The average number of comments on ask posts is 14
The average number of comments on show posts is 10

In [32]:

import datetime as dt

In [108]:

#create two dictionaries: one for the number of posts per hour, one for the total number of comments per hour

result_list = []

for row in ask_posts:
    created = row[6]
    no_comments = int(row[4])
    result_list.append([created, no_comments])
    
#print(result_list)
    
counts_by_hour = {}
comments_by_hour = {}

for row in result_list:
    date = row[0]
    no_comments = int(row[1])
    date = dt.datetime.strptime(date, "%m/%d/%Y %H:%M")
    hour = date.strftime("%H")
    #print(hour)
    if hour in counts_by_hour:
        counts_by_hour[hour] += 1
    else:
        counts_by_hour[hour] = 1
    if hour in comments_by_hour:
        comments_by_hour[hour] += no_comments
    else:
        comments_by_hour[hour] = no_comments
        
print(counts_by_hour)
print(comments_by_hour)

{'09': 45, '13': 85, '10': 59, '14': 107, '16': 108, '23': 68, '12': 73, '17': 100, '15': 116, '21': 109, '20': 80, '02': 58, '18': 109, '03': 54, '05': 46, '19': 110, '01': 60, '22': 71, '08': 48, '04': 47, '00': 55, '06': 44, '07': 34, '11': 58}
{'09': 251, '13': 1253, '10': 793, '14': 1416, '16': 1814, '23': 543, '12': 687, '17': 1146, '15': 4477, '21': 1745, '20': 1722, '02': 1381, '18': 1439, '03': 421, '05': 464, '19': 1188, '01': 683, '22': 479, '08': 492, '04': 337, '00': 447, '06': 397, '07': 267, '11': 641}

In [82]:

#calculate average number of comments per hour

avg_by_hour = []
    
for key in counts_by_hour:
    hour = key
    avg = comments_by_hour[key]/counts_by_hour[key]
    avg_by_hour.append([hour,avg])
    
print(avg_by_hour)

[['09', 5.5777777777777775], ['13', 14.741176470588234], ['10', 13.440677966101696], ['14', 13.233644859813085], ['16', 16.796296296296298], ['23', 7.985294117647059], ['12', 9.41095890410959], ['17', 11.46], ['15', 38.5948275862069], ['21', 16.009174311926607], ['20', 21.525], ['02', 23.810344827586206], ['18', 13.20183486238532], ['03', 7.796296296296297], ['05', 10.08695652173913], ['19', 10.8], ['01', 11.383333333333333], ['22', 6.746478873239437], ['08', 10.25], ['04', 7.170212765957447], ['00', 8.127272727272727], ['06', 9.022727272727273], ['07', 7.852941176470588], ['11', 11.051724137931034]]

In [104]:

#swap the order of the list to be able to use the sorted() function

swap_avg_by_hour = []

for row in avg_by_hour:
    hour = row[0]
    avg = row[1]
    swap_avg_by_hour.append([avg, hour])
    
#print(swap_avg_by_hour)

sorted_swap = sorted(swap_avg_by_hour, reverse = True)

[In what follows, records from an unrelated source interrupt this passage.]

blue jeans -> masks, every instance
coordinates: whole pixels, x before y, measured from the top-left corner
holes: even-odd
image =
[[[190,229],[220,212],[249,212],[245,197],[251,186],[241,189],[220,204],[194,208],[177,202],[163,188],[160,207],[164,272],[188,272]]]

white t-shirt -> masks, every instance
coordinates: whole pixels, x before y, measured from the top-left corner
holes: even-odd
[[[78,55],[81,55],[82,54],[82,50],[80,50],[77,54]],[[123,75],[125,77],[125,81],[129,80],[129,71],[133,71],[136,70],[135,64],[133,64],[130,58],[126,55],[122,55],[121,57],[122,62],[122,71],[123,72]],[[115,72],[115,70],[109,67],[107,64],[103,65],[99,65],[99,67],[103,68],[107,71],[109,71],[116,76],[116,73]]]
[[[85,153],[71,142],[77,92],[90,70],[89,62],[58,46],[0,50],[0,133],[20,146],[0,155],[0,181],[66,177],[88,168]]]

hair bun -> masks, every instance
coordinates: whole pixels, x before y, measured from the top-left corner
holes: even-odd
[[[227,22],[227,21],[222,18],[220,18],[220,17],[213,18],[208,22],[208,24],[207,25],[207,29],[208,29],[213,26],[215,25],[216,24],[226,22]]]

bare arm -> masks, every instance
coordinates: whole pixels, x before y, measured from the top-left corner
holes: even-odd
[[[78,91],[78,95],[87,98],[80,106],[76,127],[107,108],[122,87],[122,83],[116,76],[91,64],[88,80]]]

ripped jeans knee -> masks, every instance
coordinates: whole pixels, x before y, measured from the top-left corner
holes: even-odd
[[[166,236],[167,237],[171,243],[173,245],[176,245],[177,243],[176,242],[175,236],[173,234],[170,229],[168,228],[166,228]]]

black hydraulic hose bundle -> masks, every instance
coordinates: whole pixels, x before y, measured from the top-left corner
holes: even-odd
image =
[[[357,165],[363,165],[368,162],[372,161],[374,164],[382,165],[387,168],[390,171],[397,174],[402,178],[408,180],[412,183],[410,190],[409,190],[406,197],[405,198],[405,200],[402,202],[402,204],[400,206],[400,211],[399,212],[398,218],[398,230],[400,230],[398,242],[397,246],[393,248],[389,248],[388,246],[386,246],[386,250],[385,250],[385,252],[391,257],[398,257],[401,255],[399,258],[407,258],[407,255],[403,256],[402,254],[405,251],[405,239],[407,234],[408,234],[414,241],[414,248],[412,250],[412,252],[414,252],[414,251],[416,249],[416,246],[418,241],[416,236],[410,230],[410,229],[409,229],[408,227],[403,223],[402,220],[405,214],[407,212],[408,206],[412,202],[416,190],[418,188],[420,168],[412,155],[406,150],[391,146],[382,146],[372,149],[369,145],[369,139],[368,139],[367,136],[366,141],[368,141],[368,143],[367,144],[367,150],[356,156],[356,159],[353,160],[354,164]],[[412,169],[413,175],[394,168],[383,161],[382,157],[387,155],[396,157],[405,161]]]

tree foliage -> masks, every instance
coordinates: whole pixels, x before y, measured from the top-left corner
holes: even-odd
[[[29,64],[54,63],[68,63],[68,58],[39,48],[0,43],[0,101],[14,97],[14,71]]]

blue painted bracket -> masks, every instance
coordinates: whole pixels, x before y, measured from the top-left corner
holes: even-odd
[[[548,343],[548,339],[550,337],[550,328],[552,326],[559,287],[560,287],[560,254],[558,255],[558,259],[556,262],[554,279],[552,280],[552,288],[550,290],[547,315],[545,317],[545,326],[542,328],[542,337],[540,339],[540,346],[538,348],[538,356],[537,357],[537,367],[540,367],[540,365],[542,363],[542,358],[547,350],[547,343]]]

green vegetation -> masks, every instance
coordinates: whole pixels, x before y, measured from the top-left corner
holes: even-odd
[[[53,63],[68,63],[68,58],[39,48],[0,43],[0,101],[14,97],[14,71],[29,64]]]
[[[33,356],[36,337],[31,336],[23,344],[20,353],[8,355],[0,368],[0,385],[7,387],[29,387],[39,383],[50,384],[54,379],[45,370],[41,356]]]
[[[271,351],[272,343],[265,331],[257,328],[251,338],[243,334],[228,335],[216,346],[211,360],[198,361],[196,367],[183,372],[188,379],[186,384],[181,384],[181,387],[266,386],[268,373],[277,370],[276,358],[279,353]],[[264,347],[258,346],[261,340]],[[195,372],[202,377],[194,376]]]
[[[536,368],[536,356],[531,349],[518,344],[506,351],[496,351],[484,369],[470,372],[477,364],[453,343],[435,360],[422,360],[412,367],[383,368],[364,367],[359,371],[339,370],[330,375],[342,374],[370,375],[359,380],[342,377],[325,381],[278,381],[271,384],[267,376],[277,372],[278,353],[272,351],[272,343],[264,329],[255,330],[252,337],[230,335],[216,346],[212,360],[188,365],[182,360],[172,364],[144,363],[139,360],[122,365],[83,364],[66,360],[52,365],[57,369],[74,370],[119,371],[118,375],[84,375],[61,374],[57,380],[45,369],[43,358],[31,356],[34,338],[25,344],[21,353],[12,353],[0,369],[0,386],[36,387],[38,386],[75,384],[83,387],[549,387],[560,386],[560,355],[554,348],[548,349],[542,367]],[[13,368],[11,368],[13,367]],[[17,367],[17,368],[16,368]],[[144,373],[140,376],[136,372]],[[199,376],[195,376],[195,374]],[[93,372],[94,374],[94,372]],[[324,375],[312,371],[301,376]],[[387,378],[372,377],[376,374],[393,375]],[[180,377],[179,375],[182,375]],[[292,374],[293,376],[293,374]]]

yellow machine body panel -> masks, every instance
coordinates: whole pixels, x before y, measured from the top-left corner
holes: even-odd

print("Top 5 Hours for Ask Posts Comments")

for row in sorted_swap[:5]:
    hour = dt.datetime.strptime(str(row[1]), "%H")
    format_hour = hour.strftime("%H:00")
    num_c = row[0]
    print("{format_hour}: {num_c:.2f} average comments per post.".format(format_hour = format_hour, num_c = num_c))

Top 5 Hours for Ask Posts Comments
15:00: 38.59 average comments per post.
02:00: 23.81 average comments per post.
20:00: 21.52 average comments per post.
16:00: 16.80 average comments per post.
21:00: 16.01 average comments per post.

From this analysis, it has been shown that posts posted between 15:00 - 16:00 receive, on average, the most comments.